Ben Bernanke seemed to violate the first rule of bad-example debtors when the Federal Reserve announced March 11 it would create a $200 billion fund for the banks and securities institutions who found themselves in liquidity crises for doing very stupid things with other people's money. But before I worked up my sense of moral outrage, I wondered if maybe there were bad credit-card purchases for which I could seek forgiveness by taking out a small loan from the Fed. Oh sure, dumb music and over-hyped vacations, but nothing compared to a Countrywide Financial Corp. ski trip to Colorado.

But wait a minute, there are certainly formerly squeaky-clean state governors who could use some help! And Eliot Spitzer already has a working relationship with Bernanke for all the corporate crime he's fought! C'mon, Ben, don't trips to the Emperor's Club deserve some liquidity forgiveness? Eliot sure looks like he could use a break.

2 comments:

Greeley's Ghost said...

Long overdue for a comment, and I just finished this post and your EE Times post calling out Krugman's column.
Yes, Krugman IS a whiny liberal (I call him AngerMan) but damned if he doesn't have a point for once.
I will take issue with his poo-pooing of the $200 million safety net: Yes, there are $11 trillion in mortgages outstanding in the U.S., but I have to believe that a fraction of those are held by people who never should have gotten a mortgage in the first place.
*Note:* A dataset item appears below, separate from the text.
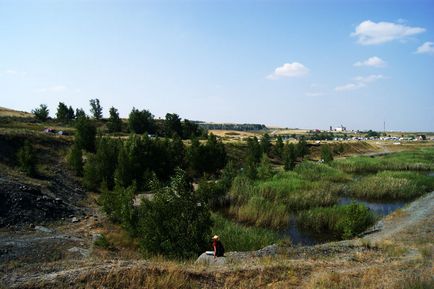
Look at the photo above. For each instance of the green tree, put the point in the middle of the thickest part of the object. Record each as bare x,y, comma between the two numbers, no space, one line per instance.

Most Americans, I would argue, have jobs and pay their mortgages on time.
Now if the whole thing melts down, we're all in trouble. And maybe that's what he's alluding to. But I'm not a big fan of government bailing out banks with shitty lending practices.
No one, clearly, knows the extent of this problem. No one in government is leading the charge or trying to reassure people (think Roosevelt's soothing voice versus Bush's un-reassuring drawl).
Were FDR alive right now, he'd dust off the "fear itself" speech because we're experiencing something that used to call, in teh 19th century, a Financial Panic.

Brian Santo said...

The Spitzer incident is instructive. The sub-prime crisis could be solved by having mortgage holders who are in default post their songs on their Facebook pages and pose nude for Hustler or Playboy, a la "Kristen." The money that rolls in should cover all costs.

Krugman may be whiny and angry, but at least he bases his whiny assertions on actual research. We all know the range of value of "research," but research is still more reliable than the average idiot's gut, and we have an exceptional idiot's gut running the country at the moment.

Those malicious bastards on Wall Street deserve whatever devastation they've visited upon themselves, but for the likelihood they will take the rest of us down with them. Their perfidy is exacerbated by their knowledge that they can get away with so much, because the rest of us can't afford to let them fail as spectacularly as they inevitably do every other generation or so.

Which, oddly, brings us back to Spitzer. He may have been a disaster as a governor, but he's the only person I can think of in my lifetime who attacked the Wall Street hordes.